The world’s fastest nuke-simulating supercomputer is now online, boasting peak performance of 2.79 quintillion calculations per second and other numbers my pea-sized brain can’t comprehend

All hail the new king. The Lawrence Livermore National Laboratory in California has announced that the world’s fastest supercomputer, El Capitan, has been officially launched, which strikes me as a hell of a nervy first boot.

You always hold your breath the first few times you fire up a freshly-built gaming PC, don’t you? However, the mighty El Capitan is not concerned with the relatively trivial task of rendering pixels for your entertainment (via Live Science). Instead, its current primary task is to help researchers simulate the safety, security, and reliability of the US nuclear weapon stockpile.

The hardware inside is nothing short of staggering. We’re talking 44,544 AMD Instinct MI300A APUs with 128 GB of HBM3 memory each, spread over 11,136 nodes in liquid-cooled Cray EX racks. Makes your gaming rig look a little small-scale, doesn’t it?

And as for the potential performance figures? Try 2.746 exaFLOPS at full tilt, which translates to roughly 2.7 quintillion calculations per second.

Just for fun, let me describe that number more conventionally. 2.7 quintillion is (hold your breath): 2.7,000,000,000,000,000,000. Calculations. Per. Second. My goodness.

For a bit of perspective, the previous record-holding supercomputer, the Hewlett Packard Enterprise Frontier, is claimed to be capable of 1.102 quintillion calculations per second. I’m not the smartest person in the world, but I know that makes El Capitan faster. Considerably so, in fact.

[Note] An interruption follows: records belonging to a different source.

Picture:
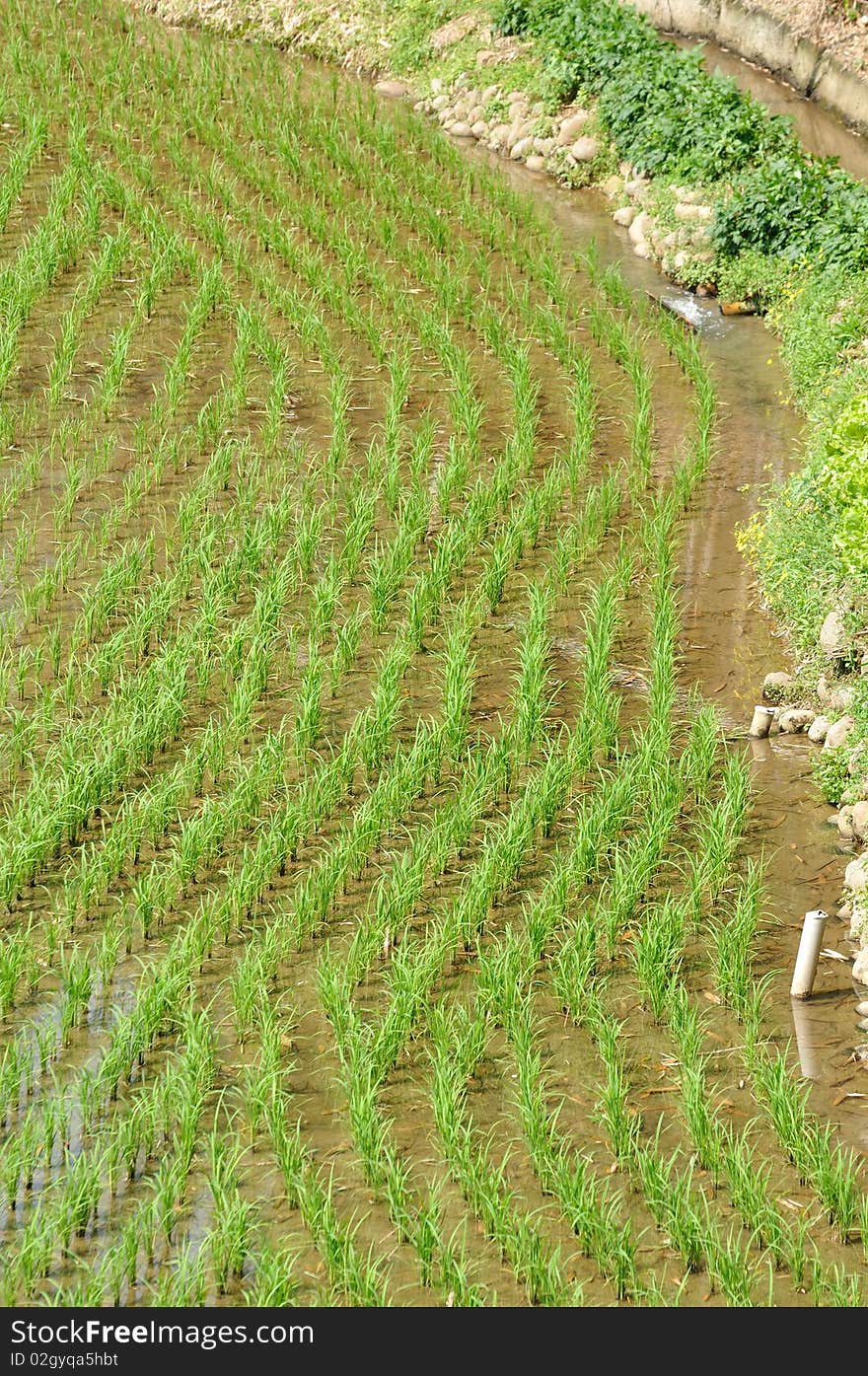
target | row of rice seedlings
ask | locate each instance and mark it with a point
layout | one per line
(205, 833)
(36, 598)
(145, 710)
(27, 150)
(51, 248)
(457, 1042)
(159, 1128)
(414, 971)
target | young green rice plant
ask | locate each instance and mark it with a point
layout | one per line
(275, 1284)
(658, 953)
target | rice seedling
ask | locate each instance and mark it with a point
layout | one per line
(252, 571)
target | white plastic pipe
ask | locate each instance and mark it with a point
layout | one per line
(808, 958)
(760, 723)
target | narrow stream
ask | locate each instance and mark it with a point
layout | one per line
(729, 644)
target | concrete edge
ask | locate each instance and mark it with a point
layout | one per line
(759, 36)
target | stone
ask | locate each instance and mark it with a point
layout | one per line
(840, 699)
(774, 685)
(844, 823)
(571, 127)
(394, 88)
(692, 212)
(795, 720)
(819, 728)
(453, 32)
(638, 227)
(856, 874)
(833, 636)
(838, 732)
(858, 819)
(585, 150)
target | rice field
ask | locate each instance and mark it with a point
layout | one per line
(376, 918)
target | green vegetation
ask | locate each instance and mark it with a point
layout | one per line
(351, 930)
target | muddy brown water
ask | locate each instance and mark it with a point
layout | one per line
(728, 648)
(729, 643)
(819, 131)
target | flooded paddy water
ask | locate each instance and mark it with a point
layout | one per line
(382, 922)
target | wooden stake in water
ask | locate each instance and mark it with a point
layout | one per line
(808, 958)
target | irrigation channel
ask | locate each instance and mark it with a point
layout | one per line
(384, 916)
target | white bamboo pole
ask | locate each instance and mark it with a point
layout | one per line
(760, 723)
(808, 955)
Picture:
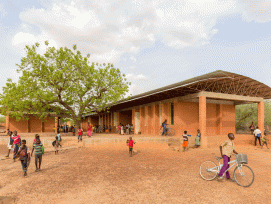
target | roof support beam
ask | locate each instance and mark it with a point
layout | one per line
(231, 97)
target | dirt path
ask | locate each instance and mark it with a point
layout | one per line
(155, 174)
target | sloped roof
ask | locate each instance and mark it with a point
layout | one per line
(218, 81)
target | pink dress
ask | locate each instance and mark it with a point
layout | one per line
(89, 130)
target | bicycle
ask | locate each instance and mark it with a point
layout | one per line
(243, 174)
(169, 131)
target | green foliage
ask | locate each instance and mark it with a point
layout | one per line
(61, 81)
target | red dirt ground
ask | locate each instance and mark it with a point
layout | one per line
(155, 174)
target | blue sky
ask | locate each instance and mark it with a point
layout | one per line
(155, 43)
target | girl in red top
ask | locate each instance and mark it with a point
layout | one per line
(89, 130)
(16, 143)
(80, 134)
(130, 144)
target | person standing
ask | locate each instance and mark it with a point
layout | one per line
(130, 143)
(73, 130)
(185, 140)
(264, 140)
(67, 129)
(10, 142)
(119, 128)
(56, 145)
(59, 139)
(122, 130)
(252, 127)
(38, 153)
(23, 153)
(164, 126)
(80, 134)
(16, 143)
(257, 133)
(197, 141)
(226, 150)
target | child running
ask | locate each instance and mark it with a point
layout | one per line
(38, 146)
(130, 143)
(23, 153)
(226, 150)
(16, 144)
(59, 139)
(185, 140)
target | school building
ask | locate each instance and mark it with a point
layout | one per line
(205, 102)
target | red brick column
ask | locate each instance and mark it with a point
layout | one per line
(261, 116)
(202, 120)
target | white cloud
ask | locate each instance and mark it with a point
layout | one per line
(109, 29)
(257, 10)
(3, 12)
(22, 39)
(133, 77)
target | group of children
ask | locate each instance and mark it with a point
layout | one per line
(21, 150)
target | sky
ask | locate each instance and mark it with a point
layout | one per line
(155, 43)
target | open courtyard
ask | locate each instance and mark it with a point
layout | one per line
(104, 173)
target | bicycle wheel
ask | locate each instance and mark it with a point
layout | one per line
(208, 170)
(243, 175)
(171, 132)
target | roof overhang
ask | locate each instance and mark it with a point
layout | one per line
(216, 86)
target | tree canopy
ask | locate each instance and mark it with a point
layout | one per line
(63, 82)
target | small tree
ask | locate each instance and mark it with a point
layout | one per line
(61, 81)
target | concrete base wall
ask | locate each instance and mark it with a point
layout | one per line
(32, 125)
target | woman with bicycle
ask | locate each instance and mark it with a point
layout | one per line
(226, 150)
(164, 126)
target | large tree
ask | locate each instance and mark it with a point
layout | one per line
(63, 82)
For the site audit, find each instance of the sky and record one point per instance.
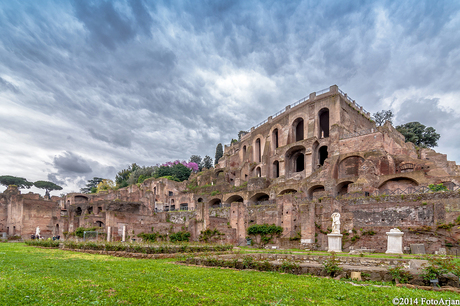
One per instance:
(89, 87)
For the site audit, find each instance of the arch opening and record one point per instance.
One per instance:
(300, 163)
(298, 128)
(322, 155)
(258, 150)
(234, 198)
(287, 191)
(215, 203)
(342, 188)
(323, 123)
(260, 197)
(276, 169)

And as for its purpose? Nuclear weapons testing has been effectively banned in various forms since the ’90s, which means there’s no practical method for the US to physically test its weapons do what they’re supposed to—which in layman’s terms is to go off with a rather large bang when instructed and to keep me awake at night with worry.

El Capitan will simulate nuclear weapons, predicting how they will age and whether they’ll still reliably work after decades kept in storage. The LNLL says that it will also contribute to material discovery, high-energy-density physics, nuclear data, and conventional weapons design.

Some pretty interesting (and presumably scary) info being pumped through all that hardware, then. On the plus side, it’s got a lovely panorama of the mountain after which it was named on the side, presumably to help soften up the image of the world’s most powerful computer simulating the world’s most powerful weapons technology.

Insert “but can it run Crysis” joke here. El Capitan is meant for much more important things, it seems, and looks set to hold the record for the world’s fastest supercomputer for some time to come. Anyone else feel like their home PC could do with an upgrade?